一方、今回の3社は、すでにビジネスモデルができあがっているため、投資家からは過度な期待はもたれていないという意見もあるが、“誘い水”がある。

「株をやったことがない人に買ってもらえるように、NISA口座を使える範囲内で、想定売り出し価格を抑えたのでしょう」(雨宮氏)

 NISAとは、14年にスタートした「少額投資非課税制度」。1年間に100万円まで新規投資をした場合、売却益や配当金が非課税になる。売り出し時の想定価格で郵政3社の株を100株ずつ買ったとしても49万円で、NISA口座の範囲内で十分買える。

 そもそもIPOの株を入手するためには、証券会社に口座を開き、なおかつ抽選で当たらなければならない。

「200株申し込んで100株だけが当たるということはあるかもしれませんが、抽選にもれることはない、という臆測が広がっています」(西堀氏)

 今回はチラシやパンフレットを配って募集をかけているほど、販売に必死だという声もある。

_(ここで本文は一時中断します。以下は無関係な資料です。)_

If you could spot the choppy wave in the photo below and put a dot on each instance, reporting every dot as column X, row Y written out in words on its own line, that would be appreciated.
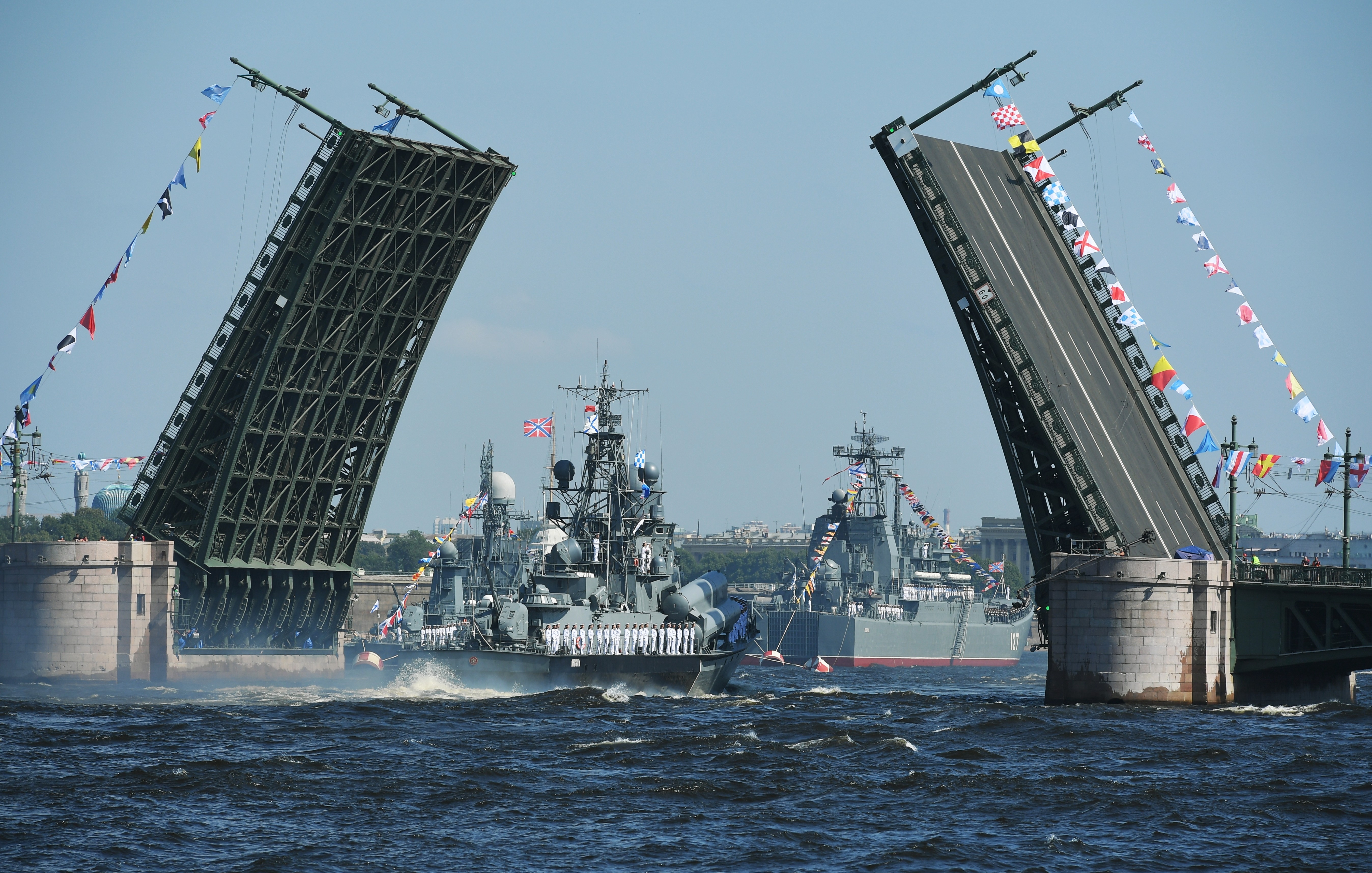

ある大手証券会社の営業担当は、「各支店にノルマがあるので、販売はけっこう大変です」と打ち明ける。

 実際、個人投資家向けの説明会でも、会場の外で説明会から出てきた投資家に勧誘をする営業担当もいたほど。

「まだ口座を持っていない人にもチャンスはあります。通常、証券会社の口座開設には時間がかかると言われていますが、証券会社の支店に直接行けば、申込期間前に、需要動向を調べるブックビルディング期間中でも、口座を開設してくれるかもしれません」(西堀氏)

 そして抽選の結果、当選すれば売り出し価格で購入できる。また購入を辞退することも可能だ。

 気になる株価はどうか。

 初値は売り出し価格と変わらないと見るのは、前出・雨宮氏。

「時価総額が大きいと初値はそれほど高騰しない場合が多く、上昇するとしても、売り出し価格の数%程度でしょう。上場から年内までならまだ購入できる範囲です」

 なぜ、年内なのか。

 それは、機関投資家が上場の約1カ月後に3社の株を買うからという。

「株式市場の値動きに連動するファンドに組み入れられ、その時期は年末と言われています。機関投資家は一斉に3社の株を買うので、株価は一時的に上昇します」(雨宮氏)

 売却して利益を得たいのであれば、そこで売る手法もあるという。